2022-10-06 09:09:43,151 WARNING util.py:220 -- The `start_trial` operation took 1.314 s, which may be a performance bottleneck.
These messages were there before the tune-sklearn update also.
Hmm… I am receiving messages that I haven’t before :
2022-10-06 09:18:50,164 WARNING util.py:220 -- The `start_trial` operation took 1.321 s, which may be a performance bottleneck.
(_Trainable pid=204883) 2022-10-06 09:21:39,959 INFO trainable.py:668 -- Restored on 10.20.0.57 from checkpoint: /tmp/checkpoint_tmp_tpz_yrdk
(_Trainable pid=204883) 2022-10-06 09:21:39,960 INFO trainable.py:677 -- Current state after restoring: {'_iteration': 1, '_timesteps_total': None, '_time_total': 430.8777885437012, '_episodes_total': None}
2022-10-06 09:21:40,158 WARNING util.py:220 -- The `start_trial` operation took 1.618 s, which may be a performance bottleneck.
2022-10-06 09:21:41,795 WARNING util.py:220 -- The `start_trial` operation took 1.636 s, which may be a performance bottleneck.
(_Trainable pid=209771) /home/ggous/miniconda3/envs/sklearn/lib/python3.9/site-packages/xgboost/compat.py:36: FutureWarning: pandas.Int64Index is deprecated and will be removed from pandas in a future version. Use pandas.Index with the appropriate dtype instead.

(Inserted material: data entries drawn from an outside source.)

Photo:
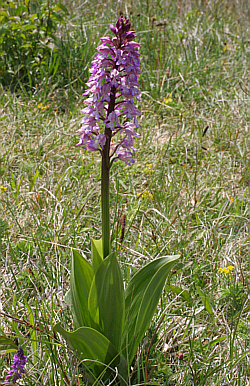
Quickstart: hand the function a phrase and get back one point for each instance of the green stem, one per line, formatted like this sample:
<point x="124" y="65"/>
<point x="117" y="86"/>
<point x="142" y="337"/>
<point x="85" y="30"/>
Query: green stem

(_Trainable pid=209771) from pandas import MultiIndex, Int64Index
(_Trainable pid=209771) 2022-10-06 09:21:48,120 INFO trainable.py:668 -- Restored on 10.20.0.57 from checkpoint: /tmp/checkpoint_tmp_4l38pd6u
(_Trainable pid=209771) 2022-10-06 09:21:48,120 INFO trainable.py:677 -- Current state after restoring: {'_iteration': 1, '_timesteps_total': None, '_time_total': 429.09668040275574, '_episodes_total': None}
The bottleneck messages can be ignored. As the message says, using early stopping with XGBoost may negatively impact performance in some cases, especially for small datasets. BOHB is combined bayesian optimization with early stopping, which means early stopping cannot be turned off. You can choose to use a different search algorithm, eg. optuna or hyperopt, which can work without early stopping.